• 中国计算机学会会刊
  • 中国科技核心期刊
  • 中文核心期刊

计算机工程与科学 ›› 2023, Vol. 45 ›› Issue (09): 1521-1531.

• 高性能计算 • 上一篇    下一篇

ParM:基于国产处理器的异构并行编程模型

朱文龙,江嘉治,黄聃,肖 侬   

  1. (中山大学计算机学院,广东  广州 510006)
  • 收稿日期:2023-02-14 修回日期:2023-04-17 接受日期:2023-09-25 出版日期:2023-09-25 发布日期:2023-09-12
  • 基金资助:

    国家重点研发计划(2021YFB0301300);国家自然科学基金(U1811461);广东省基础与应用基础研究基金(2019B030302002);广东省引进创新创业团队(2016ZT06D211);广东省重点领域研发计划(2021B0101190003);之江实验室项目(2021KC0AB04)

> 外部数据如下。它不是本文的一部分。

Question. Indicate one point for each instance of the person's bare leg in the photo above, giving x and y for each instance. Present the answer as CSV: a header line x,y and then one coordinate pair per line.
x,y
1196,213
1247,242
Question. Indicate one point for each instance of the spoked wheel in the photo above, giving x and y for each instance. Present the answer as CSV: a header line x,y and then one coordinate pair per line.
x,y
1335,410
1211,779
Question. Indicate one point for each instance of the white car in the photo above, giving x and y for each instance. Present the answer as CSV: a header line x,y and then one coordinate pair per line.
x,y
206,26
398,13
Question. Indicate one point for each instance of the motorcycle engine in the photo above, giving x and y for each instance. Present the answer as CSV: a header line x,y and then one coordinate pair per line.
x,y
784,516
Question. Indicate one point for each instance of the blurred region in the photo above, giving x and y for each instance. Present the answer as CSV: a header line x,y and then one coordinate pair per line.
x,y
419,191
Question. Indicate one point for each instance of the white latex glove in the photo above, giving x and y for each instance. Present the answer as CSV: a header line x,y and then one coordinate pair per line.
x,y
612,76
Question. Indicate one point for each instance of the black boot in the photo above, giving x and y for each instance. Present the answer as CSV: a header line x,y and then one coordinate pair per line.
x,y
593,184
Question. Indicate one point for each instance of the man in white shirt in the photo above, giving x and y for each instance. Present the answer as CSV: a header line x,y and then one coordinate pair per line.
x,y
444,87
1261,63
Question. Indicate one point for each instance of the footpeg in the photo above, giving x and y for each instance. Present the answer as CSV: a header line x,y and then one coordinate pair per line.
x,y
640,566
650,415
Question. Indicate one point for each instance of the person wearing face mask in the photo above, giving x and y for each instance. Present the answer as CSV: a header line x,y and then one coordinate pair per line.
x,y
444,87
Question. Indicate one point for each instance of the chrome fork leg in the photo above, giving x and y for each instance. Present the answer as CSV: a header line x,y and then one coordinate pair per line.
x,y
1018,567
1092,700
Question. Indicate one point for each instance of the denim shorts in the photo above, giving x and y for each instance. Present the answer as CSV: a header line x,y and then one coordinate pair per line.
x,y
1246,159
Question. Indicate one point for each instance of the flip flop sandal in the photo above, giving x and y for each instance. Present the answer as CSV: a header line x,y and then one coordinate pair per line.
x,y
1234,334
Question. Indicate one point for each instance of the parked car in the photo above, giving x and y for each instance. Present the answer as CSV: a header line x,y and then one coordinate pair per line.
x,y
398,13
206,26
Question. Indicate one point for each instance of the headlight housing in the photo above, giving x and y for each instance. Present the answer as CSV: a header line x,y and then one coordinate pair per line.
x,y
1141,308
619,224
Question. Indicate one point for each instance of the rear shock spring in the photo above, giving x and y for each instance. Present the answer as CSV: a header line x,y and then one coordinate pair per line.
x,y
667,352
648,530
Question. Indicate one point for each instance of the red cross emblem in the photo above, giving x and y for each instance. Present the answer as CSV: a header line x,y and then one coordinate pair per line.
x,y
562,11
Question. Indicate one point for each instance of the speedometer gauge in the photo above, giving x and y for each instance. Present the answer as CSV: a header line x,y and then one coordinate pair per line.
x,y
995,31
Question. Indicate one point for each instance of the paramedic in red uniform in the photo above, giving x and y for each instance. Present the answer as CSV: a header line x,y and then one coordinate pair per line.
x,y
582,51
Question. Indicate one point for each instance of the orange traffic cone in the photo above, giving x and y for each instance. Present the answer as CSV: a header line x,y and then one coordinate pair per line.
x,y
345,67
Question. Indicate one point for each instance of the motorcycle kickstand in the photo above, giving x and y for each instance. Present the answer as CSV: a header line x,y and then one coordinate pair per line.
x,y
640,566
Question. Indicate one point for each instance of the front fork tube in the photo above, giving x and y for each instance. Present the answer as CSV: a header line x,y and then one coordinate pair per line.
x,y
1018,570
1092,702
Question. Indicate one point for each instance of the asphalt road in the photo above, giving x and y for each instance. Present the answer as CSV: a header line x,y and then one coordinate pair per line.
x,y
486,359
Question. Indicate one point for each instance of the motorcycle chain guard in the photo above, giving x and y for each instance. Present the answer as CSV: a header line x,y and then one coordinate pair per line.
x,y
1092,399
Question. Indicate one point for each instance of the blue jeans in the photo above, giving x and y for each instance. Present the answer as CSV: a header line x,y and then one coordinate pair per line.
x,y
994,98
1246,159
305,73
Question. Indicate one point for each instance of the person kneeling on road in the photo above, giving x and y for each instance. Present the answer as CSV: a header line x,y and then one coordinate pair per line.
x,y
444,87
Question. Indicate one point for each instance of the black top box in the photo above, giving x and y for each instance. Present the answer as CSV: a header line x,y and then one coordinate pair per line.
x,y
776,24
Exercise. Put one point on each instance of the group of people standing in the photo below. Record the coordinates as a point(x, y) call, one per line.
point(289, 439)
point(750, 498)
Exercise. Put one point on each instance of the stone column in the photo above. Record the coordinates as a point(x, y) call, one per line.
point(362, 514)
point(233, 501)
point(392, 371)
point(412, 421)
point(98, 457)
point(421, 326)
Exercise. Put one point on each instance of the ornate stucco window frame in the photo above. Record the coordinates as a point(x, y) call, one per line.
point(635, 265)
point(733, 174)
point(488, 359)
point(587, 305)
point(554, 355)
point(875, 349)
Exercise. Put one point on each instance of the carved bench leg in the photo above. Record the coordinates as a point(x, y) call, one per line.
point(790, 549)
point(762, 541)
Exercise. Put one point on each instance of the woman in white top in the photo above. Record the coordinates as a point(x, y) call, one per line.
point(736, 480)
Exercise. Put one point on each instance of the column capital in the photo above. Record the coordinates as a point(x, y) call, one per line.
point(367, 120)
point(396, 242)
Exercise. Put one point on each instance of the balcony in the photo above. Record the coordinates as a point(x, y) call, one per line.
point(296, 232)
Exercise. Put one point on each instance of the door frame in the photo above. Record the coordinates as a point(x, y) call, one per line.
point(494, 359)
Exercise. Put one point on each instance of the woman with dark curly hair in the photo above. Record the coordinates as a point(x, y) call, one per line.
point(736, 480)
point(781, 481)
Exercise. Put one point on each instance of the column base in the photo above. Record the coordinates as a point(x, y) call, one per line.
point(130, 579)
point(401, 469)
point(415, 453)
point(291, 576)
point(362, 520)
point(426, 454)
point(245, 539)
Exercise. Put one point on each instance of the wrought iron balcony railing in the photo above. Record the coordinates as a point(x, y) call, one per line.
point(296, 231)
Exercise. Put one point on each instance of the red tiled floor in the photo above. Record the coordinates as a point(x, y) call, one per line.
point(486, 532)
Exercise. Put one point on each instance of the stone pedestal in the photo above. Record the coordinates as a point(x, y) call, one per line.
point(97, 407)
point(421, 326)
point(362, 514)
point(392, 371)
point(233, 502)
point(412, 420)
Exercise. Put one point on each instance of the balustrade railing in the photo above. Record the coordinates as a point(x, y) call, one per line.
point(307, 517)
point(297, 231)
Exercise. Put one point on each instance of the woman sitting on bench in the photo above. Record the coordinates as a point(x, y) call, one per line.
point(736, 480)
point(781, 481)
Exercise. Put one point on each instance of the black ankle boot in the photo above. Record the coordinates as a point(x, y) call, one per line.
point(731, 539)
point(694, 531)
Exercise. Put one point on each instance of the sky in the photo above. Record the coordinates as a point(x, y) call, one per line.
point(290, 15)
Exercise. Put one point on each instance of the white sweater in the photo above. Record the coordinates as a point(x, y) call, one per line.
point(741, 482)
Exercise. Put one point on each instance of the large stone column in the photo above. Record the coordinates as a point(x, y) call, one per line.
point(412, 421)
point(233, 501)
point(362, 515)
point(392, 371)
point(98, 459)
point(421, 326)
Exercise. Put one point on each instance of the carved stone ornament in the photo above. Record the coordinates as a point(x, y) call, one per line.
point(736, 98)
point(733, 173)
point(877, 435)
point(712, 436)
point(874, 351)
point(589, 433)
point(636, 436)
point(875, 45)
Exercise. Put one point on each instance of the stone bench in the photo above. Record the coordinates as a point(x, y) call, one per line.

ParM: A heterogeneous programming model for domestic processors

ZHU Wen-long,JIANG Jia-zhi,HUANG Dan,XIAO Nong   

  1. (School of Computer Science and Engineering,Sun Yat-sen University,Guangzhou 510006,China)
  • Received:2023-02-14 Revised:2023-04-17 Accepted:2023-09-25 Online:2023-09-25 Published:2023-09-12

摘要: 随着算力需求的增长,各种国产异构计算设备不断出现,这些设备都有其专用的编程模型,开发者需要根据不同设备的架构特点在专用的编程模型上进行开发,导致开发出的代码在设备间不具有可移植性。近年来国外已经出现了支持多种计算设备的统一异构并行编程模型,但针对国产设备的异构编程模型的研究和实现还比较少。针对该问题,开发了一套性能可移植的异构编程模型ParM。该编程模型以C++库的形式提供,屏蔽了大量的底层实现细节,降低了并行编程难度。该编程框架目前支持的后端设备有x86 CPU、NVIDIA GPU、华为鲲鹏处理器和华为昇腾AI处理器,并且对各种后端设备进行了性能优化。在各种设备上的性能测试表明,ParM编程模型的性能可以达到原始代码的90%以上。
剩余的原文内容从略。